All the the available resources had to be exploited in order to create a sustainable society around the copper works. The workers at the smelter and mines also had to become farmers, building their farm houses close to one another along the two main streets of the mining town. The plots surrounding the town was cultivated for fodder to the livestock during winter. Many of the sheds for the winter hay are still present on the plots outside Røros. Combined with summer farms in the surrounding hills, these small mountain farms provided an essential basis for survival in the barren landscapes. The Copper Works provided other necessities such as grain and salt to the workers and their families.
The farms were constructed in similar ways as the existing mountain farms in the region, and both the farms of the works' management and the workers were structurally similar, although different in size.

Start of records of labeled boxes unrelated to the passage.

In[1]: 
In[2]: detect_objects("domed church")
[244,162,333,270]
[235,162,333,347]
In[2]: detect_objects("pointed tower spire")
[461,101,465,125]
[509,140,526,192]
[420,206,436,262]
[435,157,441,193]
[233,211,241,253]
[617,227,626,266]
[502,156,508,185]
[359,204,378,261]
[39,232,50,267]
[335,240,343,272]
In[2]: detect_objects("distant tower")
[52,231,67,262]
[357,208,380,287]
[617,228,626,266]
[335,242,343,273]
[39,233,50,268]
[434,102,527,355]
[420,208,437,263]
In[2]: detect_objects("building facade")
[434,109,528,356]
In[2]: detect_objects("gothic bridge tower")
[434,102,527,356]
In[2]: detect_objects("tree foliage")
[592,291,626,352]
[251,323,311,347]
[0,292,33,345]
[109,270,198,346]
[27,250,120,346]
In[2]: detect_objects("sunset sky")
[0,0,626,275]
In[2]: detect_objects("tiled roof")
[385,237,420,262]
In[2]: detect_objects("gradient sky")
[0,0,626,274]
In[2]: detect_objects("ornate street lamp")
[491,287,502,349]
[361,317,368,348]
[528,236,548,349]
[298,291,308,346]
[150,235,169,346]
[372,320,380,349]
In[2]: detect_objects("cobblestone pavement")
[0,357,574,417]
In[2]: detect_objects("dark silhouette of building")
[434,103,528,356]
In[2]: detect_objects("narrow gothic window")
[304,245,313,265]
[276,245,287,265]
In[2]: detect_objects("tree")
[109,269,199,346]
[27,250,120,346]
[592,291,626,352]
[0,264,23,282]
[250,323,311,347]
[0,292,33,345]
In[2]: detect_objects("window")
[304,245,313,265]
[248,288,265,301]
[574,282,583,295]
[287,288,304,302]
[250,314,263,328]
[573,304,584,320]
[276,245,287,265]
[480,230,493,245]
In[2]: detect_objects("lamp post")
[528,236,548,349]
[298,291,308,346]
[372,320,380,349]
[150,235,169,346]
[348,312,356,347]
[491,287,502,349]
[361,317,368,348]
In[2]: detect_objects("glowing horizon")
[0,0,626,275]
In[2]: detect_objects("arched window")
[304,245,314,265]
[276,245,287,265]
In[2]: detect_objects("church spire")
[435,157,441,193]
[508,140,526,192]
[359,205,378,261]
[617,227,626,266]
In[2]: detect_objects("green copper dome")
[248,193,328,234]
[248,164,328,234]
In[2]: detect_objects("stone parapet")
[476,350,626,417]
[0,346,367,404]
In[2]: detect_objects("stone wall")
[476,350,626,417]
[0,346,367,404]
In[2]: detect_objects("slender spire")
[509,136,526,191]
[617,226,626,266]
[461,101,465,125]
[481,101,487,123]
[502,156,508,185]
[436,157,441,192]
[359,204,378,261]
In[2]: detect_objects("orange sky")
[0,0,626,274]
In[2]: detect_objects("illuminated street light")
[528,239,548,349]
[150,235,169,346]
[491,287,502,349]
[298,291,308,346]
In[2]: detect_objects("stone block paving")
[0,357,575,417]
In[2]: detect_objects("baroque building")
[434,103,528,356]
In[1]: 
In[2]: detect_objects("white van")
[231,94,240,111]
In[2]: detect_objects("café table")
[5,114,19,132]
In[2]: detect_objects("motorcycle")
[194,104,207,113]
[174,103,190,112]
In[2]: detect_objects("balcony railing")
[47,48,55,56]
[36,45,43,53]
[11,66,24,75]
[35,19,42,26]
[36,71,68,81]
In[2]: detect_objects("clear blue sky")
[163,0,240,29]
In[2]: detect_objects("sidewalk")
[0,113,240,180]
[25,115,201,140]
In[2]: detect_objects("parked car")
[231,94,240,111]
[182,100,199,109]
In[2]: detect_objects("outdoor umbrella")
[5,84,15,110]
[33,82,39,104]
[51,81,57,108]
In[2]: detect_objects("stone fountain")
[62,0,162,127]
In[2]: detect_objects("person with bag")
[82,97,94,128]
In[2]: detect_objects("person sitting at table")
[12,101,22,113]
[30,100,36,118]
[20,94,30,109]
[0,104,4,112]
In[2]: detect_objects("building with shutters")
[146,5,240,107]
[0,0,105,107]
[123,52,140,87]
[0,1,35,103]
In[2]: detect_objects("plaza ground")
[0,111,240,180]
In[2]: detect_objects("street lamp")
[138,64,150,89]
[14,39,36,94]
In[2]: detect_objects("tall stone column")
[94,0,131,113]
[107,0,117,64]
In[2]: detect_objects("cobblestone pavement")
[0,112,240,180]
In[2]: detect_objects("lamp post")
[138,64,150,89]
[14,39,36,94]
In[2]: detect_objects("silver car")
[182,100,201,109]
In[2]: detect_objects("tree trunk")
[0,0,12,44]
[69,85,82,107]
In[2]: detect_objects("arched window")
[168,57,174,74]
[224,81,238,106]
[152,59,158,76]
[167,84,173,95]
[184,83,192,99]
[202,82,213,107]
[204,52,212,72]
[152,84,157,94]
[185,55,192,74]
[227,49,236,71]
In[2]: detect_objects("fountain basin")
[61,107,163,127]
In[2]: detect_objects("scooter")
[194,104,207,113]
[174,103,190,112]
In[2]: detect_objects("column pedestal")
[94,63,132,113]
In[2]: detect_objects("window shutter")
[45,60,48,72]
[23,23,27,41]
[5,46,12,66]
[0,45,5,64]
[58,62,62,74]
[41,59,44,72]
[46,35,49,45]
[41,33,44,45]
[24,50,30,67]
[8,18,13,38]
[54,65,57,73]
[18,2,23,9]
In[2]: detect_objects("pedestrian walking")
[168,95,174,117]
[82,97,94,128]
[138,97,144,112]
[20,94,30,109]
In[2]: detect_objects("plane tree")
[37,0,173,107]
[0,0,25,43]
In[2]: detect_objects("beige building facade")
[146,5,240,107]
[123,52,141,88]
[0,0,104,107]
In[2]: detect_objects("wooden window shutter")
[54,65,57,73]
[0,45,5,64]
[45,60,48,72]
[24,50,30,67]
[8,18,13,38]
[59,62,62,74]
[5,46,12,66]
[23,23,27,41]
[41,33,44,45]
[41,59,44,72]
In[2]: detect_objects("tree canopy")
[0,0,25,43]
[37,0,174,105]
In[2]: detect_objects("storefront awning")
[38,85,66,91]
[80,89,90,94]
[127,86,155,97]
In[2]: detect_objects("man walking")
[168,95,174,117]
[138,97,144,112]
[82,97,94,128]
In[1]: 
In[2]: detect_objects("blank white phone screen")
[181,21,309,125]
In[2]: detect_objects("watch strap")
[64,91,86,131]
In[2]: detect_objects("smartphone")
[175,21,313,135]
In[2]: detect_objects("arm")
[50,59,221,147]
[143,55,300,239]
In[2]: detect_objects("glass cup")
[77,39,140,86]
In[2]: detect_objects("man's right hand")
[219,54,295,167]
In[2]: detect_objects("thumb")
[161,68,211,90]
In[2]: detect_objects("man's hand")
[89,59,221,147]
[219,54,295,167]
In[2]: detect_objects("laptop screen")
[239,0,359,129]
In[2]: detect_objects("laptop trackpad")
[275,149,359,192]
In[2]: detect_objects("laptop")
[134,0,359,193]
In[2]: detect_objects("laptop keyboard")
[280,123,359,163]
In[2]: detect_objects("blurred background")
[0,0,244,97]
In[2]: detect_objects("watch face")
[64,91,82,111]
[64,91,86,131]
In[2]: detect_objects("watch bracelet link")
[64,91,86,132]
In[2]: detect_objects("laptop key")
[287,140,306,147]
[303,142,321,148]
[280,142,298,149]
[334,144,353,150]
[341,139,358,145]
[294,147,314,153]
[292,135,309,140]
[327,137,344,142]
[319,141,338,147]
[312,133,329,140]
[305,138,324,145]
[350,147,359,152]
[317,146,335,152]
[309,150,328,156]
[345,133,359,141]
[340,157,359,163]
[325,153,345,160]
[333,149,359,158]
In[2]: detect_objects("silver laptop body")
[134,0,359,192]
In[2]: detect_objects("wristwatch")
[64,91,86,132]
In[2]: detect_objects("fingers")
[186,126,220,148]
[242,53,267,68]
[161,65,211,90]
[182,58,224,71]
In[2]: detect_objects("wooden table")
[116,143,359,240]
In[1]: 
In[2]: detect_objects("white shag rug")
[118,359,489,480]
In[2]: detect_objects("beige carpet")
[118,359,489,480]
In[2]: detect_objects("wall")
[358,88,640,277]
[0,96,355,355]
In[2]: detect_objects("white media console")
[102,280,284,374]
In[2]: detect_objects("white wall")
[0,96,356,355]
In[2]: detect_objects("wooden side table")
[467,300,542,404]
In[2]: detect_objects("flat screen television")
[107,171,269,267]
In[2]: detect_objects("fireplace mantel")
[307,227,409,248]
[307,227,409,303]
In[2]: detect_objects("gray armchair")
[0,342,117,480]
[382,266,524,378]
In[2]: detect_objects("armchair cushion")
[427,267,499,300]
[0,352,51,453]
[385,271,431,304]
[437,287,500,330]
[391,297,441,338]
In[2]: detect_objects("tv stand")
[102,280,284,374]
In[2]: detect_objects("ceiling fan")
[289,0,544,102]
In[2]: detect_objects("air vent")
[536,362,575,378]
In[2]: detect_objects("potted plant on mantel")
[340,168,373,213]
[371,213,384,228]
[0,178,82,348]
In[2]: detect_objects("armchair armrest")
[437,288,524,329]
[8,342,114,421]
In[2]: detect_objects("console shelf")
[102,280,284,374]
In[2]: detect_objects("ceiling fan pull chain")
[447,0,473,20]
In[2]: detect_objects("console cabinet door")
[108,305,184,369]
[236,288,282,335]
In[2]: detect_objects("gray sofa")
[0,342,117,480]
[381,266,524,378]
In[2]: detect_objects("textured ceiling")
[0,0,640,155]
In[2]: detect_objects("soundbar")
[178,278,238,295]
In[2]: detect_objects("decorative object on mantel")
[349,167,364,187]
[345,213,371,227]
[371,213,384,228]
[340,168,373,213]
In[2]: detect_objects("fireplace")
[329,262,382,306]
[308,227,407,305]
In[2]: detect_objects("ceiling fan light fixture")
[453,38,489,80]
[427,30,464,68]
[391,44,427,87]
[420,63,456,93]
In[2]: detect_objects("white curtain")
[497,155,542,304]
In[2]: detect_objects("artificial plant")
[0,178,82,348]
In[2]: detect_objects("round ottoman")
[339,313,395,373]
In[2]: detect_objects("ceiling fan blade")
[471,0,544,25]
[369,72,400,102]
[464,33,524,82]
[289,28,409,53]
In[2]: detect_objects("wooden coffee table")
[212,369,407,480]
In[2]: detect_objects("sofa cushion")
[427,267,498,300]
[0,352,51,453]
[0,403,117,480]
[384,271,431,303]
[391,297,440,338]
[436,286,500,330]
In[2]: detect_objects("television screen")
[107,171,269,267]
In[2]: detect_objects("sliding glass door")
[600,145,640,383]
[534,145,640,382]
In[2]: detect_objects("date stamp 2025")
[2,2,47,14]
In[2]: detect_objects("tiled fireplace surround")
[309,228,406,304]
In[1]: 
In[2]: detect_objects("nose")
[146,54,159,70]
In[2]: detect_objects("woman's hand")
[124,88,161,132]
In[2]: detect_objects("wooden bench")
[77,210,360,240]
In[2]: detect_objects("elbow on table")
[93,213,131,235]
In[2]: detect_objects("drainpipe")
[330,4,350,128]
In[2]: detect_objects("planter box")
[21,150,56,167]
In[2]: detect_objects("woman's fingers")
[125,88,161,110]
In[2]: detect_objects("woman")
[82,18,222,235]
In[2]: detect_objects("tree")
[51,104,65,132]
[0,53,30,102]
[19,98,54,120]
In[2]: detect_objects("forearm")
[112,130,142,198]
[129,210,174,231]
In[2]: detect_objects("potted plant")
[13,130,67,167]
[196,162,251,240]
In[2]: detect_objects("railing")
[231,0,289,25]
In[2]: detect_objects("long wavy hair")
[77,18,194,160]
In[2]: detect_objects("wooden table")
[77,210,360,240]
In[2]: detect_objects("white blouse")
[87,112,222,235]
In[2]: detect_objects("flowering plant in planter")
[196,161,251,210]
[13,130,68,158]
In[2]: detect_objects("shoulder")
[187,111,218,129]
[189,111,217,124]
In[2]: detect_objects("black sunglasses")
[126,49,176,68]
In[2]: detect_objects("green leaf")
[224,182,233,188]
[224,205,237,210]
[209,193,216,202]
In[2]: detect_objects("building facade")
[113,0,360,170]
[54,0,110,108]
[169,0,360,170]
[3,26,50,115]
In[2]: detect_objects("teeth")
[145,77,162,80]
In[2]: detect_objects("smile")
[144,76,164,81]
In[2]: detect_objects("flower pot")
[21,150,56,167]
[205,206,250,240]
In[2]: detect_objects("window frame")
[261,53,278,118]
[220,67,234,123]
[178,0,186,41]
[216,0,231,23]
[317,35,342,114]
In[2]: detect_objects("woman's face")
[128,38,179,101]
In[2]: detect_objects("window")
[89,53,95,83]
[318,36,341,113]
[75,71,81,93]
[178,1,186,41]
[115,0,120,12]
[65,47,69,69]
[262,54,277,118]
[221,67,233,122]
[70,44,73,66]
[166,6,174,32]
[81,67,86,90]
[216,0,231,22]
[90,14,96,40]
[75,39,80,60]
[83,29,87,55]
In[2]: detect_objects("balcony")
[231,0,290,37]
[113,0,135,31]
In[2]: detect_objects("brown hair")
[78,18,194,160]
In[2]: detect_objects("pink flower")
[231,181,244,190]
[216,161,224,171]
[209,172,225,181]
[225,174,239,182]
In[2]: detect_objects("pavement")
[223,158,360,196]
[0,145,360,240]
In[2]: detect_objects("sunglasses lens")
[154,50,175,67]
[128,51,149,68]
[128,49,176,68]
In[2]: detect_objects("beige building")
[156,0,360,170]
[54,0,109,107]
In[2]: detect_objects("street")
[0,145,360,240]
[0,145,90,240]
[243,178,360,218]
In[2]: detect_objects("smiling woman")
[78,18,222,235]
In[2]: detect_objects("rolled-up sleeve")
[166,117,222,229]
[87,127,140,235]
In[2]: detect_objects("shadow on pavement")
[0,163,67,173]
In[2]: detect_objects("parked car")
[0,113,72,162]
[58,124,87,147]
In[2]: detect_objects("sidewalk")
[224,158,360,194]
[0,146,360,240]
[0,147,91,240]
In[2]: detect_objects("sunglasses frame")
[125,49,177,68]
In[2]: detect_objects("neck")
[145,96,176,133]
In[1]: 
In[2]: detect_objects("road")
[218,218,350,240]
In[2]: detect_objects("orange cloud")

The proximity of the farms in the town-like structure is unique in Norway. Bringing international trends to Røros, the Copper Works planned the urban structure. Reminiscent of the renaissance ideals, the town were originally strictly mapped in straight rectangular fashion. Burnt down twice in 1678 and 1679 by Swedish troops, the town was reconstructed influenced by the baroque era. Since then, the town has been spared from great fires, leaving the baroque structure intact to present day.
Already during the first period of national preservation regulations in the 1920s, parts of the wooden architecture in Røros were listed - the recognition of the historical value of the mining town dates back a long time. This was also the basis of the inscription of the mining town of Røros on the World Heritage List in 1980. More recently, the cultural landscape surrounding Røros has come under protection, and the world heritage site was expanded in 2010 to include wider areas. The traces from the mining activities (deforestation, the slag heaps, the cable way and other installation in the mining areas) are still visible in the landscape. Likewise, the farming plots around the town and the summer farming in the surrounding hills have provided an unique character to the area. Combined, the landscapes and remnants provide an intuitive picture of 333 years of mining activities in Røros.